FIFTH: Except as otherwise provided in this Certificate, in furtherance and
not in limitation of the powers conferred by statute, the Board of Directors is
expressly authorized to make, repeal, alter, amend and rescind any or all of the
SIXTH: Elections of directors need not be by written ballot unless the
By-Laws shall so provide.
SEVENTH: The number of directors of the Corporation shall be fixed from
time to time by, or in the manner provided in, the By-Laws.
EIGHTH: To the fullest extent that the General Corporation Law of the State
of Delaware, as it exists on the date hereof or as it my hereafter be amended,
permits the limitation or elimination of the liability of directors, no director
of this Corporation shall be personally liable to this Corporation or its
stockholders for monetary damages for breach of fiduciary duty as a director.

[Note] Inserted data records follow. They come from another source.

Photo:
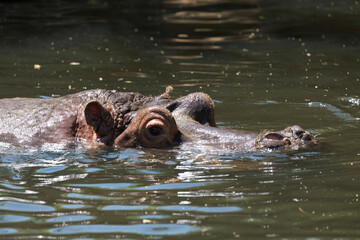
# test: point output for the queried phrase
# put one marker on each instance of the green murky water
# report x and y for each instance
(266, 64)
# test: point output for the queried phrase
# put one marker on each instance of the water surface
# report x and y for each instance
(266, 64)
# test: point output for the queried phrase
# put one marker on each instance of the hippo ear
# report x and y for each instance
(96, 115)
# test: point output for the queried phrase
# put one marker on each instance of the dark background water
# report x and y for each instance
(267, 64)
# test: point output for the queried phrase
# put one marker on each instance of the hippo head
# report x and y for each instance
(293, 137)
(153, 127)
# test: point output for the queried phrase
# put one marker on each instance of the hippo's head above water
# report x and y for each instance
(132, 120)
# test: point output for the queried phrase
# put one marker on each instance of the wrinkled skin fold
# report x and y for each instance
(128, 119)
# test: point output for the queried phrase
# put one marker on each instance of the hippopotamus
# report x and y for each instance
(130, 119)
(191, 119)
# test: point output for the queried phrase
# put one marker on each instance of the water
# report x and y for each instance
(266, 64)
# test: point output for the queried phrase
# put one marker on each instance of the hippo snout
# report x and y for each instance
(293, 137)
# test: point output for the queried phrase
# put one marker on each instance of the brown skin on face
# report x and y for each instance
(153, 127)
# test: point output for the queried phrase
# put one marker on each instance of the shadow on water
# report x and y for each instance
(266, 64)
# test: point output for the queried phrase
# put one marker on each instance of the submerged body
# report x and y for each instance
(130, 120)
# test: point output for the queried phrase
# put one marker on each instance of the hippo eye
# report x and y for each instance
(155, 130)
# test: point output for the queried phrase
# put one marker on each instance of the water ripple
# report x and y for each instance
(141, 229)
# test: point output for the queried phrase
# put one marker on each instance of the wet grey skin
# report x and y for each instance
(129, 119)
(95, 115)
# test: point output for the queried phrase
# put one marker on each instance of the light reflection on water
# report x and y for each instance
(267, 64)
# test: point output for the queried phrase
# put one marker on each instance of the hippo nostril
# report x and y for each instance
(300, 133)
(155, 130)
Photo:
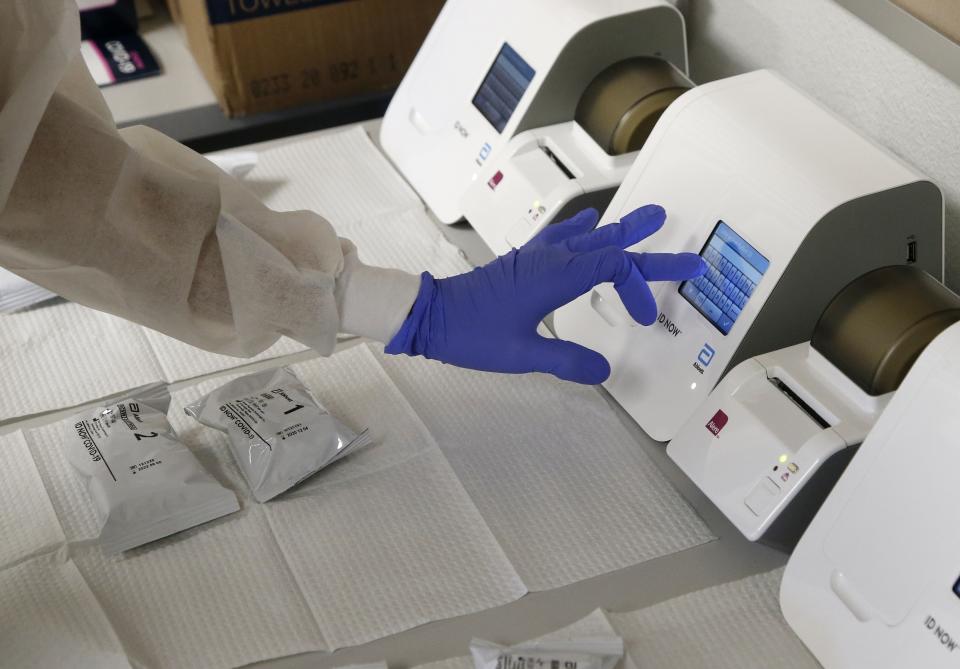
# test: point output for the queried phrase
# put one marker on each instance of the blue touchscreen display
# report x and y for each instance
(502, 88)
(734, 270)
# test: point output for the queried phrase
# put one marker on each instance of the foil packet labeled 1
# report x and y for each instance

Notwithstanding the foregoing, a director shall be liable to the extent provided
by applicable law (1) for any breach of the directors' duty of loyalty to the
Corporation or its stockholders, (2) for acts or omissions not in good faith or
which involve intentional misconduct or a knowing violation of law, (3) under
Section 174 of the General Corporation Law of the State of Delaware, or (4) for
any transaction from which the director derived any improper personal benefit.
Neither the amendment or repeal of this Article, nor the adoption of any
provision of this Certificate of Incorporation inconsistent with this Article
shall adversely affect any right or protection of a director of the Corporation
existing at the time of such amendment or repeal.
NINTH: The Corporation shall, to the fullest extent permitted by Section
145 of the General Corporation Law of the State of Delaware, as the same may be
amended and supplemented, or by any successor thereto, indemnify any and all
persons whom it shall have power to indemnify under said section from and
against any and all of the expenses, liabilities or other matters referred to in
or covered by said section. The Corporation shall advance expenses to the
fullest extent permitted by said section. Such right to indemnification and
advancement of expenses shall continue as to a person who has ceased to be a
director, officer, employee or agent and shall inure to the benefit of the
heirs, executors and administrators of such a person. The indemnification and
advancement of expenses provided for herein shall not be deemed exclusive of any
other rights to which those seeking indemnification or advancement of expenses
may be entitled under any By-Law, agreement, vote of stockholders or
disinterested directors or otherwise.
IN WITNESS WHEREOF, Intersections Inc. has caused this certificate to be
signed by its Chief Executive Officer as of this ______ day of March, 2004.